Use cases and providers
As organizations evolve and become more disciplined around various development aspects -- such as using infrastructure as code and general configuration management -- they are able to shift away from performing tasks such as backing up the root volumes, and instead focus on protecting the data, Merizzi said. "Another interesting use case is being able to easily recover whole instances, applications or a set of containers across multiple regions very quickly," he said. "This cross-region capability, often offered natively in cloud platforms, makes it easier to meet compliance and DR needs with both local and geo redundancy."
Cloud-native backup also provides adopters with nondisruptive data protection. "Cloud-native workloads operate in a continuous fashion, and a data protection solution should operate transparently without a need to disrupt workload operations," Williams said.
Organizations with highly distributed workloads stand to benefit greatly from cloud-native backups. "Cloud-native workloads tend to be highly distributed and dynamic, and a data protection solution needs to operate as a code in conjunction with such workloads," Williams said.
When shopping for a cloud-native backup service, the cloud market leaders are also the top providers, Armknecht said. "If the backup solution is not from a cloud provider, then it's not considered 'native.'"
Mike WilliamsManaging delivery architect, Capgemini North America
Some examples of cloud-native providers include Rubrik, SolarWinds, Veeam and Velero.

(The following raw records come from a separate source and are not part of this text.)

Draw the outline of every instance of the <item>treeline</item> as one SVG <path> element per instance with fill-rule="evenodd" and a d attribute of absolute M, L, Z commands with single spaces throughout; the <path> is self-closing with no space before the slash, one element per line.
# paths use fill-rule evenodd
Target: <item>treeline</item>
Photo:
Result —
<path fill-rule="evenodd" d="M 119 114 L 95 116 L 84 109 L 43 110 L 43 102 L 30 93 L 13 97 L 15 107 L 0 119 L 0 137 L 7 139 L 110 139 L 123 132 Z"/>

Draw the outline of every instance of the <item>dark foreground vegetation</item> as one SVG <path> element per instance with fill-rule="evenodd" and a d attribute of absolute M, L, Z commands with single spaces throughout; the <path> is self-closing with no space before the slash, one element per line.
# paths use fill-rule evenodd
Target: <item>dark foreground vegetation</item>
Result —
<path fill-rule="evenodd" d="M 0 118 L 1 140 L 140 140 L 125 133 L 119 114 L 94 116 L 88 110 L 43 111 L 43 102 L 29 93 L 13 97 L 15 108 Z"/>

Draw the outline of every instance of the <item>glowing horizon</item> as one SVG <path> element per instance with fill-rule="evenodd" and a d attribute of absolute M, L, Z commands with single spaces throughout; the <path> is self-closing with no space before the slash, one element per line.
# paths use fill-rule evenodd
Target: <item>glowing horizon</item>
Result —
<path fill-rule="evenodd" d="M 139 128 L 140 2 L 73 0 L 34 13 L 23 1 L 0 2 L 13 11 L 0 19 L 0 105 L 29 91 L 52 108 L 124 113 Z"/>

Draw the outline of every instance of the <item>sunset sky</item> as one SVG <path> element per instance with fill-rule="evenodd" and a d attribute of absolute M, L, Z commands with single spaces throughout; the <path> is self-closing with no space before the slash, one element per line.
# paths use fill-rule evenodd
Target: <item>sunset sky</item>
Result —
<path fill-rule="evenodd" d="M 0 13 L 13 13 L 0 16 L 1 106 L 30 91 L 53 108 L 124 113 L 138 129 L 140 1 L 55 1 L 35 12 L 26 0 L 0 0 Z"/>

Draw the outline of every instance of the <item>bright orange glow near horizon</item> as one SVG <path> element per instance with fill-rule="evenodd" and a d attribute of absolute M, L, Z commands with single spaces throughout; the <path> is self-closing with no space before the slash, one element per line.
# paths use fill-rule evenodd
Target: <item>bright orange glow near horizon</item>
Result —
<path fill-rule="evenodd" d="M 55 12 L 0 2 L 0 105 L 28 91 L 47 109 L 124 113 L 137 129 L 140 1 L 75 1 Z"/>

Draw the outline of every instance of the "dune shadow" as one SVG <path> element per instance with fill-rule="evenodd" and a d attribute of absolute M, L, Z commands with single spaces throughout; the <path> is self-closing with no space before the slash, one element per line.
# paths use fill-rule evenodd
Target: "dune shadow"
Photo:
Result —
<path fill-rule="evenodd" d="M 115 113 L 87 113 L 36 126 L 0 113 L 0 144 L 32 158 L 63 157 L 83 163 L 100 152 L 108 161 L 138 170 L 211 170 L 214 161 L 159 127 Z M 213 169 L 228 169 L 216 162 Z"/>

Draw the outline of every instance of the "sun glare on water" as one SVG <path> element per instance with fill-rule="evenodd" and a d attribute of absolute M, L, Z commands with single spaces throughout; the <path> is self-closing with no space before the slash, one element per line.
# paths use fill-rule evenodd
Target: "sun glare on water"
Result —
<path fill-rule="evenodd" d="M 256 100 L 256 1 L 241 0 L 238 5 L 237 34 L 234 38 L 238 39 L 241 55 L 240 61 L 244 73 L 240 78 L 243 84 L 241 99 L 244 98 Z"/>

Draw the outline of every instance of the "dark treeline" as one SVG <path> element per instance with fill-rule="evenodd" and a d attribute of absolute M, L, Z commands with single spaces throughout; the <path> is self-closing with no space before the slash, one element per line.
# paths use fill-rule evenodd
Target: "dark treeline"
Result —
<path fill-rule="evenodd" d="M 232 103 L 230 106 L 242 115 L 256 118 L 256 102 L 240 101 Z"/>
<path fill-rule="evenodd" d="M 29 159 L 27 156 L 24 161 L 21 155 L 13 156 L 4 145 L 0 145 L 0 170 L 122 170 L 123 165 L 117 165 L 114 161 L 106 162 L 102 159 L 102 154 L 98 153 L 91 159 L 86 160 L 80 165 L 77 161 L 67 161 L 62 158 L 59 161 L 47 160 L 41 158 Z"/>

Rubrik provides scalable backup with automated setup and predictive search for granular restores. Rubrik's cloud-native backup works across multiple platforms, including AWS, Google Cloud and Microsoft Azure.
SolarWinds focuses on protecting both physical and virtual servers across all major OSes and hypervisors. Deduplication and compression functions help to accelerate backups. A local SpeedVault cache option is designed to speed recovery.
Veeam offers S3-compatible object storage, and a scalable and easy way to integrate with public cloud platforms.
Velero, which is backed by VMware, is an open source offering that combines standard backup and restore functions with the ability to migrate Kubernetes cluster resources and persistent volumes.